The Jays’ front office demonstrated some level of trust by letting Schneider take control of his meetings, staff, coaches and players and that separation gives a healthy space for any on-field affairs. This would explain why Atkins is bringing Schneider back as the manager – he still has trust in Schneider’s abilities to lead the clubhouse despite the bitter and questionable losses in the playoffs in 2022 and 2023.  
At the same time, it’s hard to ignore that there are some communication issues within the Jays’ system. Even though Atkins said that Schneider controls all on-field aspects of the game, he confirmed that there are strategy discussions that involve the front office also. While the on-field staff has no obligation to share every single tactic and decision with the front office, it’s odd that the front office and on-field staff remain this disconnected even for the playoffs preparation.
The players made it painfully clear that they were taken aback when Schneider took Berríos out of the second Wild Card game and utility man Whit Merrifield even said that he hated the decision. This kind of confusion and frustration among players signal that there were ongoing communication issues at all levels throughout this season and even up to the playoffs. Despite all these underlying communication breakdowns, Atkins didn’t shed light on the Jays’ communication chain and accountability during his press conference. 
Blue Jays beat reporters like Ben Nicholson-Smith revealed that the Berríos move during the second Wild Card game was a headscratcher for many MLB insiders outside of the Jays. While blaming isn’t necessary to address accountability, Atkins et. al could have provided a forward-looking strategy as to how they prevent these types of strategic mishaps from happening in 2024 and beyond. Let’s be clear, no front offices have offered insights into their processes 100 percent to the general public: they are known for saying something with no substance. In fact, the public doesn’t need to know every minute detail, but that doesn’t mean that they don’t deserve transparency. 
Fans deserve to know what exactly the core problem was for the 2023 Blue Jays and the front office’s plan for redemption. This isn’t 2020 anymore where the Jays made it to the playoffs with zero expectations. This team had high expectations since 2021 but failed to meet them for three years in a row. There is potential to turn it around, but that won’t be possible if Atkins and Schneider can’t figure out a future plan together. The press conference confused the fans more because there weren’t answers to the team’s chronic underperformance and a path forward next season. Instead, Atkins offered vague responses to how the team will approach this offensive slump and off-season while keeping mum about bizarre in-game decisions during this Wild Card series.
The true missed opportunity in this press conference is the failure to mend the trust/relationship with the fan base. Fans have endured egregious losses for three years now in spite of the front office’s efforts to improve the team each year. The press conference didn’t give any Jays fans a reason to believe in the front office, on-field staff or the core team again. Atkins does have until Thursday to address the other aspects of this team but re-establishing the trust should have been prioritized when he spoke with the media on Saturday. 

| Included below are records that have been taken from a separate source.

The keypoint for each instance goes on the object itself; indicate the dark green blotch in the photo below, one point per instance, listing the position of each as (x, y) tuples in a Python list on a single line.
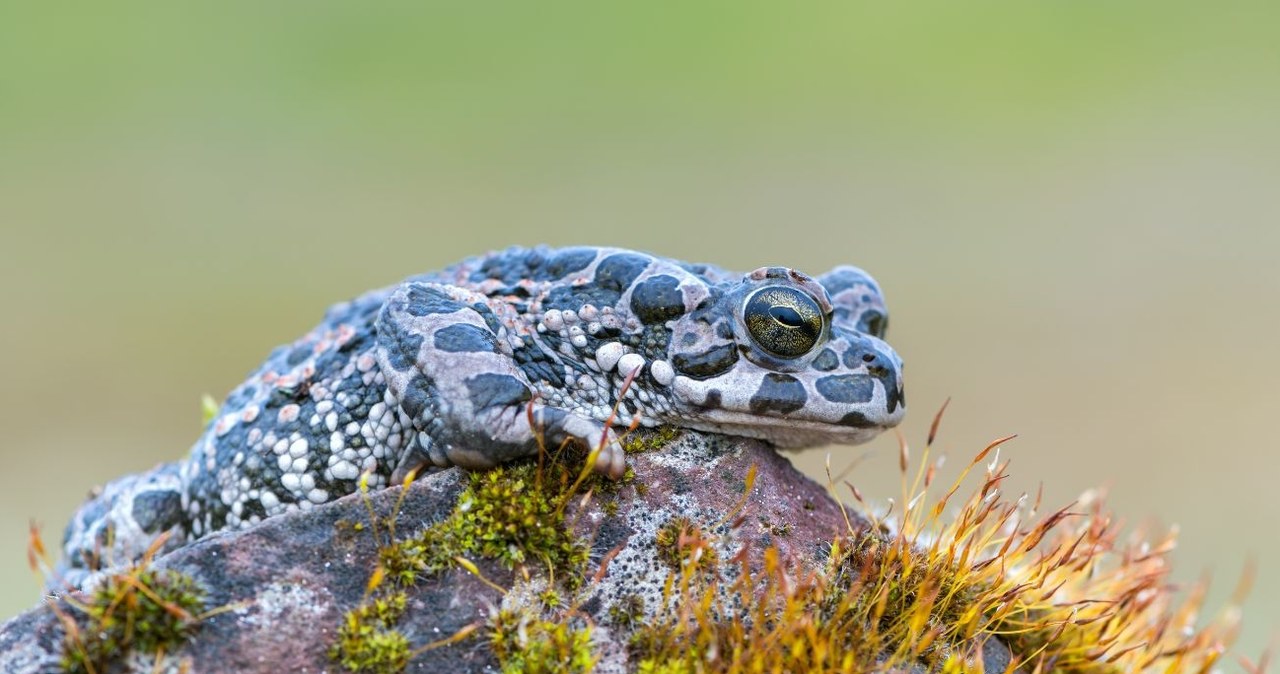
[(492, 389), (158, 510), (658, 299), (401, 345), (707, 363), (424, 301), (465, 338), (620, 270), (846, 388), (567, 261), (826, 361), (856, 420), (778, 393)]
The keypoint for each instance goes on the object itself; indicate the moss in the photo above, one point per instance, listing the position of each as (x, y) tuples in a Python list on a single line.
[(526, 643), (627, 611), (513, 514), (208, 409), (368, 640), (682, 544), (649, 439), (140, 610)]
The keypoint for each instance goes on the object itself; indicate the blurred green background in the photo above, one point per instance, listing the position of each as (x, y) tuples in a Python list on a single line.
[(1072, 205)]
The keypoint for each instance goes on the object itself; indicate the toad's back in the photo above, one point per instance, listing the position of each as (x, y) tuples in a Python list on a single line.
[(469, 365)]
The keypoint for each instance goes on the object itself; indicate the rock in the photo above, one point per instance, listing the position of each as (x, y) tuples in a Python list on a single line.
[(287, 583)]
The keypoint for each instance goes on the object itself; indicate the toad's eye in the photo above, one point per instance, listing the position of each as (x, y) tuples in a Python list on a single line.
[(784, 321)]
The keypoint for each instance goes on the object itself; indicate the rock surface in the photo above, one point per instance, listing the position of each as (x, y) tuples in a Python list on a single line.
[(289, 581)]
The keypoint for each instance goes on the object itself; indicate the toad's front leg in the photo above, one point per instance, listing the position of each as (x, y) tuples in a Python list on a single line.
[(447, 363)]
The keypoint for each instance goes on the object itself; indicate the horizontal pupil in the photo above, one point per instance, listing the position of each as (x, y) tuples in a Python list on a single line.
[(786, 316)]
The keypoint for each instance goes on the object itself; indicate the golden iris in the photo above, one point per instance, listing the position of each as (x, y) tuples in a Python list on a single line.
[(784, 321)]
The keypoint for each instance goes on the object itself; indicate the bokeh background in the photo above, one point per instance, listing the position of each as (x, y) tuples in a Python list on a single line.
[(1072, 205)]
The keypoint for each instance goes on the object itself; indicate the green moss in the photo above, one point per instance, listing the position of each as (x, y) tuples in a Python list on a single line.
[(649, 439), (512, 514), (525, 643), (627, 611), (142, 610), (368, 640), (208, 409), (682, 544)]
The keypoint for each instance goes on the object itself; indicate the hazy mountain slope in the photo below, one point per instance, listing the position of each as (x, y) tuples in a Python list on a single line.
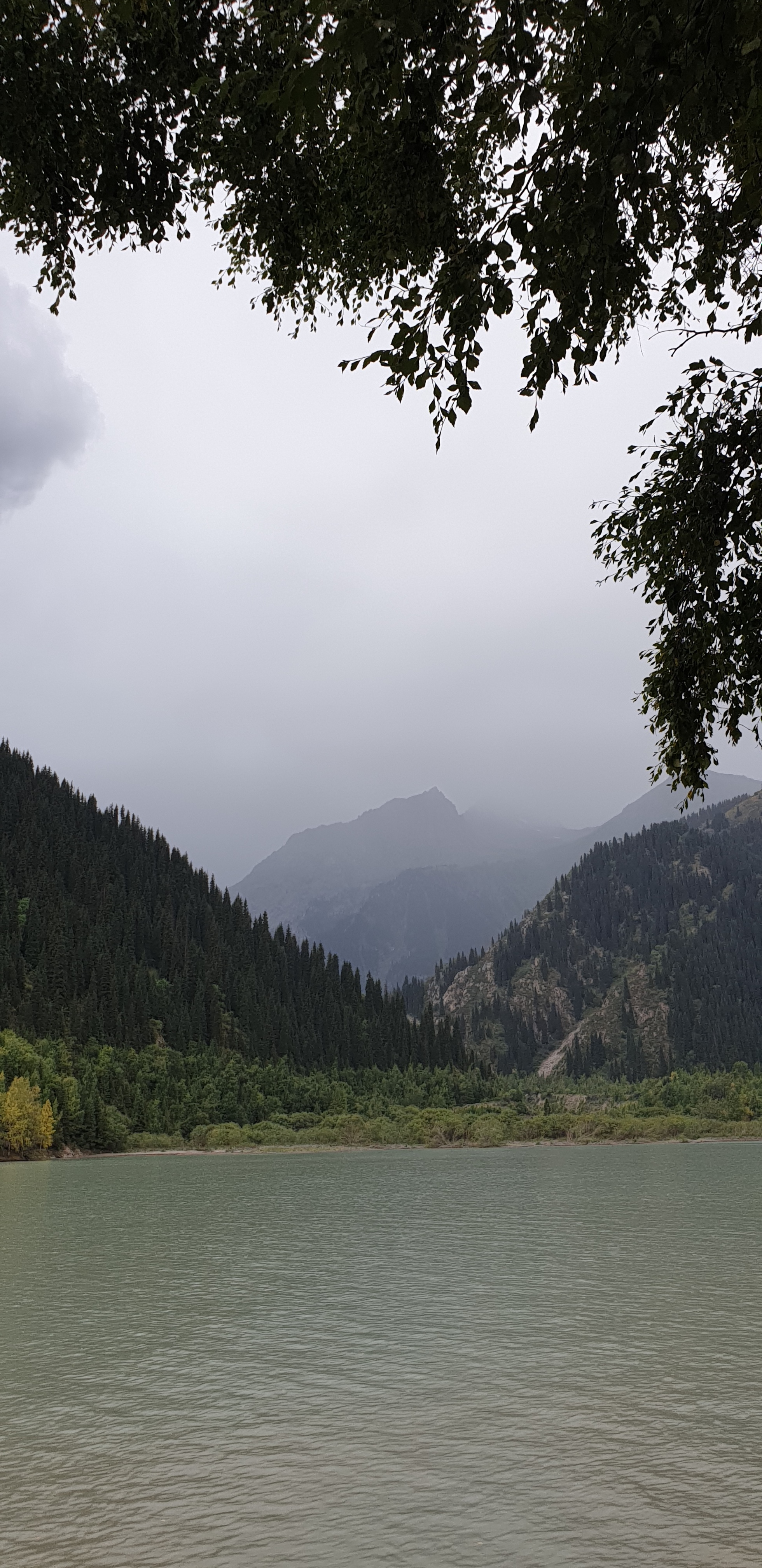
[(408, 924), (648, 954), (322, 875), (405, 926), (664, 803)]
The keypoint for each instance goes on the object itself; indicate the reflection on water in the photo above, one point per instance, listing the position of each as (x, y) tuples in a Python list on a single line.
[(531, 1357)]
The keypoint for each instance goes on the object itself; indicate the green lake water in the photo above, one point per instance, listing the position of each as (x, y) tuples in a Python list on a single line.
[(538, 1357)]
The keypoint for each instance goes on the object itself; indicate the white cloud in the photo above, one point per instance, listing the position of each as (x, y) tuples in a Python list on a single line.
[(48, 415)]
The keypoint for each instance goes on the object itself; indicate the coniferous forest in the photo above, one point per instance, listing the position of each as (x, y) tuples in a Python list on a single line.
[(167, 1004), (643, 959), (138, 1001)]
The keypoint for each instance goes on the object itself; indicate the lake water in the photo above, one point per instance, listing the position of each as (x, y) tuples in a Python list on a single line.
[(529, 1357)]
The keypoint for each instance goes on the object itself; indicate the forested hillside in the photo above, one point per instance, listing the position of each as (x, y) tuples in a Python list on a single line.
[(118, 951), (645, 957)]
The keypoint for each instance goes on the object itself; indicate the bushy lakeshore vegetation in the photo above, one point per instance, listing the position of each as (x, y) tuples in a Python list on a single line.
[(269, 1104)]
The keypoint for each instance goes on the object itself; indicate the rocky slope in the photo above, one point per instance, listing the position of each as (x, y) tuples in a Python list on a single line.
[(648, 954)]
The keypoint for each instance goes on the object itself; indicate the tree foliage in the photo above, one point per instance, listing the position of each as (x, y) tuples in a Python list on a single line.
[(109, 935), (429, 165)]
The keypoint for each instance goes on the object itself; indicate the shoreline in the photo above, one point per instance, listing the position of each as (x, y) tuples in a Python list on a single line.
[(62, 1156)]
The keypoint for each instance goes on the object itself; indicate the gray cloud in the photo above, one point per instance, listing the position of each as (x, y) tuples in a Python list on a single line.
[(46, 413)]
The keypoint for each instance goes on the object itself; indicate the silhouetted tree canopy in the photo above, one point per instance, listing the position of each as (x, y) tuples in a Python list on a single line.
[(429, 165)]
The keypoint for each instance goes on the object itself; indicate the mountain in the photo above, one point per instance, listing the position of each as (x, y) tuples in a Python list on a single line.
[(645, 957), (323, 874), (157, 996), (414, 880)]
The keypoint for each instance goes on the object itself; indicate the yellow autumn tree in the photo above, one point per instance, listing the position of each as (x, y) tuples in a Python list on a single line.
[(24, 1123)]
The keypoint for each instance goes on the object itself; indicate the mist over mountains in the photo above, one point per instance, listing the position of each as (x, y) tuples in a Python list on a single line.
[(414, 880)]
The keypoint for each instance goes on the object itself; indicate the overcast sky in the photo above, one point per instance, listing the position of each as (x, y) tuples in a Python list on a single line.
[(245, 597)]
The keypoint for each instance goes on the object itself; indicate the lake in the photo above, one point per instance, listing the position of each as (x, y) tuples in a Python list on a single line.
[(531, 1357)]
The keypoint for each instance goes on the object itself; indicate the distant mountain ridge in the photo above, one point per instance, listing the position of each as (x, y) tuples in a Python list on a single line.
[(645, 957), (414, 880)]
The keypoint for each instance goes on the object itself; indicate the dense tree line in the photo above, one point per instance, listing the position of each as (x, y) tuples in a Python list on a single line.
[(109, 935), (680, 898)]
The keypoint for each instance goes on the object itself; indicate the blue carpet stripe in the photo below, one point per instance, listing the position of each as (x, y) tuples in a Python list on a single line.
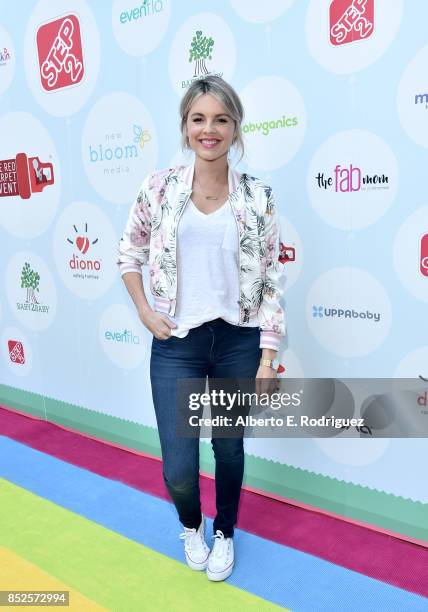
[(280, 574)]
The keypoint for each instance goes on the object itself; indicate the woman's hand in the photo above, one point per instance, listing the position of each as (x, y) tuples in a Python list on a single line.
[(157, 323), (266, 380)]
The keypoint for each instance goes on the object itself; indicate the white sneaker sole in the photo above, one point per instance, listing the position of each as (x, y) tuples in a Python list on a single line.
[(217, 576)]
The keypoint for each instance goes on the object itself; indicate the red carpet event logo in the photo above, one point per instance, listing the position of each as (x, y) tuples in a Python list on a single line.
[(423, 263), (16, 351), (24, 175), (59, 47), (351, 20)]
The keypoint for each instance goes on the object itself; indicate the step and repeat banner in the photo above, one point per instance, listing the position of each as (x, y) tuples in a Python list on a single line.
[(336, 120)]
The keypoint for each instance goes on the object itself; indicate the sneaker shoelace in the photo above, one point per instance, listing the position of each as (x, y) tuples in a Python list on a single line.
[(221, 544)]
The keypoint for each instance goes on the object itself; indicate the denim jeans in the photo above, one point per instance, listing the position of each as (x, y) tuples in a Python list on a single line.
[(215, 349)]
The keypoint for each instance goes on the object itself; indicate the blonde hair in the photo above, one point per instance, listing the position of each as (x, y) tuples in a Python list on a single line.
[(225, 94)]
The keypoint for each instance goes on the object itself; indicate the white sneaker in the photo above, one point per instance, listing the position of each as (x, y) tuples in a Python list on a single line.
[(222, 557), (195, 547)]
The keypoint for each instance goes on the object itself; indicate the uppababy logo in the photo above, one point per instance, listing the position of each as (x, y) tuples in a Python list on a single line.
[(265, 126), (322, 311), (118, 149), (347, 179), (200, 51), (146, 9), (24, 175), (351, 20), (59, 47)]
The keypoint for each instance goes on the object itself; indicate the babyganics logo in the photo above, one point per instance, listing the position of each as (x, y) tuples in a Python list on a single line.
[(264, 127), (82, 266), (30, 281), (200, 50), (24, 175), (4, 56), (321, 312), (117, 148), (59, 47), (423, 259), (348, 179), (146, 9), (351, 20), (16, 351)]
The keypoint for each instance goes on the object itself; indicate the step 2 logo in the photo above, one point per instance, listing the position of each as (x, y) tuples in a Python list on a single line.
[(24, 175), (59, 47), (83, 267), (423, 261), (16, 351), (350, 21), (350, 179)]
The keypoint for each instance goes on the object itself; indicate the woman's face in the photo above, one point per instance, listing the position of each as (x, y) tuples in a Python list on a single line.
[(210, 129)]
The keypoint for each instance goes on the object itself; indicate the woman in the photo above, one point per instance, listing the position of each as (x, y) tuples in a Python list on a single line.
[(211, 239)]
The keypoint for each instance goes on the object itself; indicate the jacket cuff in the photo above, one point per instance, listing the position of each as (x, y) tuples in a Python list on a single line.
[(270, 339), (129, 267)]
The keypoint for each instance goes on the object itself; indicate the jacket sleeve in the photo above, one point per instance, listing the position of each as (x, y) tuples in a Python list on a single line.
[(271, 314), (134, 246)]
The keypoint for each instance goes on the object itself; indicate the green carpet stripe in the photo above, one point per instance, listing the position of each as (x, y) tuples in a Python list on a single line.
[(106, 567)]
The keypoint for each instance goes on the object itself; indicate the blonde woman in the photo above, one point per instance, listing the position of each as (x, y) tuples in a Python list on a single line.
[(211, 239)]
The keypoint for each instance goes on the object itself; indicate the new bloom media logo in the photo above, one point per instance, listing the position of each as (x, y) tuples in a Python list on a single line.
[(349, 179), (82, 266), (118, 148), (321, 311), (59, 47), (351, 21), (24, 176)]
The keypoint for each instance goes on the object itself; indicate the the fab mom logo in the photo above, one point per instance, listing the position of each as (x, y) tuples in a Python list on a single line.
[(60, 54), (30, 280), (348, 179), (24, 176), (82, 264), (350, 21)]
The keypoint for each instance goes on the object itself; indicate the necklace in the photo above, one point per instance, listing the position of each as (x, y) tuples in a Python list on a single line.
[(210, 197)]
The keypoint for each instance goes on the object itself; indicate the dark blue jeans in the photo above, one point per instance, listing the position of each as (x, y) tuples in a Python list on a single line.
[(218, 350)]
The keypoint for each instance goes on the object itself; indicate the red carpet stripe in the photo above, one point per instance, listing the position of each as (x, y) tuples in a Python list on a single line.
[(391, 560)]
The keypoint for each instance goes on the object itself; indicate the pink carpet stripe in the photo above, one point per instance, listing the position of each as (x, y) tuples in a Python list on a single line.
[(355, 547)]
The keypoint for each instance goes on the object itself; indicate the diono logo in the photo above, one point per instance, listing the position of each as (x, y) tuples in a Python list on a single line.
[(350, 179), (322, 311), (83, 267), (423, 261), (59, 47), (351, 20), (24, 175)]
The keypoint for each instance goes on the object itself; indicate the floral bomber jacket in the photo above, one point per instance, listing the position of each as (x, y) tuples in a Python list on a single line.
[(150, 237)]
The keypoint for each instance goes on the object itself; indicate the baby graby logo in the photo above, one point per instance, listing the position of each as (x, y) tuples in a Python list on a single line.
[(347, 179), (4, 56), (60, 53), (423, 261), (16, 351), (30, 280), (350, 21), (82, 266), (24, 176), (117, 148), (321, 312), (201, 49)]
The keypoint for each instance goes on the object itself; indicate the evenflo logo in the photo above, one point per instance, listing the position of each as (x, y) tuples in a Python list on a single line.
[(24, 175), (350, 21), (348, 179), (59, 47), (423, 261), (321, 312), (83, 265)]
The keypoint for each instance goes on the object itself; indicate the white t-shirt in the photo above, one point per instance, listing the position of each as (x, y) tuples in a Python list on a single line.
[(207, 268)]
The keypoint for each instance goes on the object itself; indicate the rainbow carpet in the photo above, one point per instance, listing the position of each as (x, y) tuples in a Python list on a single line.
[(95, 520)]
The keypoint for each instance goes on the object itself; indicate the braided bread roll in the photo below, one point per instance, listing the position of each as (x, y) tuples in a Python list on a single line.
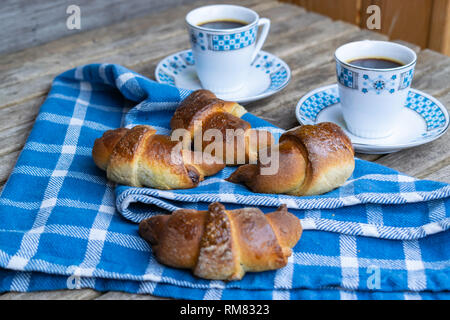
[(220, 244), (138, 157), (312, 160), (203, 107)]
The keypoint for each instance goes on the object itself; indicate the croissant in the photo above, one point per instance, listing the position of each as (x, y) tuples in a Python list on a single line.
[(138, 157), (312, 160), (203, 107), (222, 245)]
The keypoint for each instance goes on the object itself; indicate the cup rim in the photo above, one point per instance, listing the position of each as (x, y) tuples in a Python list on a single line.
[(209, 30), (412, 63)]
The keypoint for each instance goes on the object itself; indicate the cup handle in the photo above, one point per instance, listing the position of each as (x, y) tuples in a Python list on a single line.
[(265, 23)]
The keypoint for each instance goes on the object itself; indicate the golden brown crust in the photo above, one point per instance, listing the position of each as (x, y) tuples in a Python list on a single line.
[(312, 160), (221, 244), (139, 157), (175, 238)]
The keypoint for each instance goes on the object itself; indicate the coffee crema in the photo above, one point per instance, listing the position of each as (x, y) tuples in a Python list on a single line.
[(223, 24), (376, 63)]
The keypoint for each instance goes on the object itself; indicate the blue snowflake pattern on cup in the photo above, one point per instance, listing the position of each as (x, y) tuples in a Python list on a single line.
[(347, 77), (406, 79), (430, 111), (379, 84), (311, 107)]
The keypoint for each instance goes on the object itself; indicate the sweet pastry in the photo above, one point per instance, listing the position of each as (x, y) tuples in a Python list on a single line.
[(223, 244), (139, 157), (203, 111), (312, 160)]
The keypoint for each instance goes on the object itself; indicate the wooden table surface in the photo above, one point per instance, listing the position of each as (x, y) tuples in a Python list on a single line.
[(305, 40)]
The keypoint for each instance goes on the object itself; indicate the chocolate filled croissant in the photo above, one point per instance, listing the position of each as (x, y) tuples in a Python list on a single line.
[(312, 160), (223, 244), (138, 157), (204, 108)]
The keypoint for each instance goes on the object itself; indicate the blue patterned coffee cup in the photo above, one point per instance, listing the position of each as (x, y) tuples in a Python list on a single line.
[(372, 99), (223, 57)]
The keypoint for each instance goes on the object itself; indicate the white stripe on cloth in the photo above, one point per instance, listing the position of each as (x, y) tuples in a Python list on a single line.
[(349, 262), (98, 232), (215, 291), (154, 271), (283, 280), (415, 267), (30, 241)]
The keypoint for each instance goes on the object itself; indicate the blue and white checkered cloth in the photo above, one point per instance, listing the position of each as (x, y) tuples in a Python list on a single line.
[(383, 235)]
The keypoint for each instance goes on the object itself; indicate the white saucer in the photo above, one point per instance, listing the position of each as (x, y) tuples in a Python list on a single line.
[(268, 75), (424, 119)]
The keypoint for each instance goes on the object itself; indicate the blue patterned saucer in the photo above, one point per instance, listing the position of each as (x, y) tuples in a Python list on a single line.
[(424, 119), (268, 75)]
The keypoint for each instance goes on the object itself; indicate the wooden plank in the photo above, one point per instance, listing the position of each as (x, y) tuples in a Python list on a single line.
[(81, 294), (439, 38), (312, 66), (127, 44), (7, 163), (101, 42), (422, 161), (345, 10)]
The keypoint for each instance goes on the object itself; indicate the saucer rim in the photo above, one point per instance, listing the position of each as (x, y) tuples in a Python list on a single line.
[(389, 148), (242, 100)]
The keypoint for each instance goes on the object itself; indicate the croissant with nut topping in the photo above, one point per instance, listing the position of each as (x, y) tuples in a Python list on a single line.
[(223, 244), (138, 157)]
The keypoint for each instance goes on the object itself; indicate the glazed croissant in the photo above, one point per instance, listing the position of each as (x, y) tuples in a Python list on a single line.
[(204, 108), (220, 244), (139, 157), (312, 160)]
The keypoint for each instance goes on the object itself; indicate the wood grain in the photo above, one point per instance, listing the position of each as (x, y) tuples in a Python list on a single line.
[(423, 22), (345, 10), (305, 40), (26, 23), (439, 38)]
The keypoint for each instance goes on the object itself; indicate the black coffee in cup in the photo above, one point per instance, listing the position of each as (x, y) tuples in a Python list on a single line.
[(223, 24)]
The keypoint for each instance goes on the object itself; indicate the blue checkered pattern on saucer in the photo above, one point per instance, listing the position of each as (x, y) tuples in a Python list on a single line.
[(383, 235)]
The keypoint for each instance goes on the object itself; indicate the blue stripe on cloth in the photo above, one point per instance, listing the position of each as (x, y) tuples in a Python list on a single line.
[(383, 235)]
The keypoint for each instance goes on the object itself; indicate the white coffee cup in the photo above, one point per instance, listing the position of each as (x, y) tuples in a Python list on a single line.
[(223, 56), (372, 99)]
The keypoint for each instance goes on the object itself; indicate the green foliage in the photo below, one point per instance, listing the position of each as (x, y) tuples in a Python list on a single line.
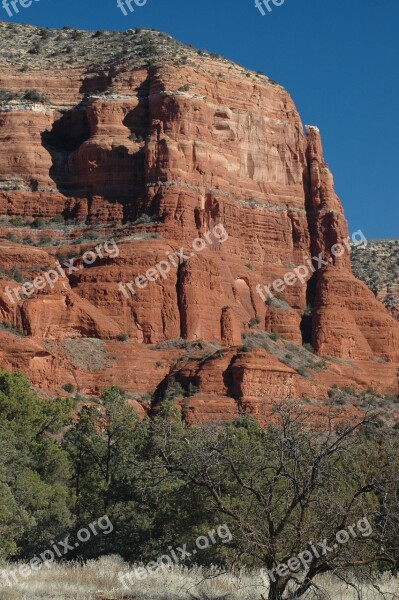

As the conference went on Atkins didn’t hesitate to express his disappointment by saying that this has been one of the most frustrating times in his career. That’s understandable since he theoretically assembled a team that’s built for October on paper. But if Atkins et al. can’t weave in accountability to their communications moving forward, they are bound to produce another paper tiger next season and beyond. 
Time is running out for the Blue Jays to live up to their full potential. And the sooner the front office realizes how much accountability matters in redemption, the better it will be.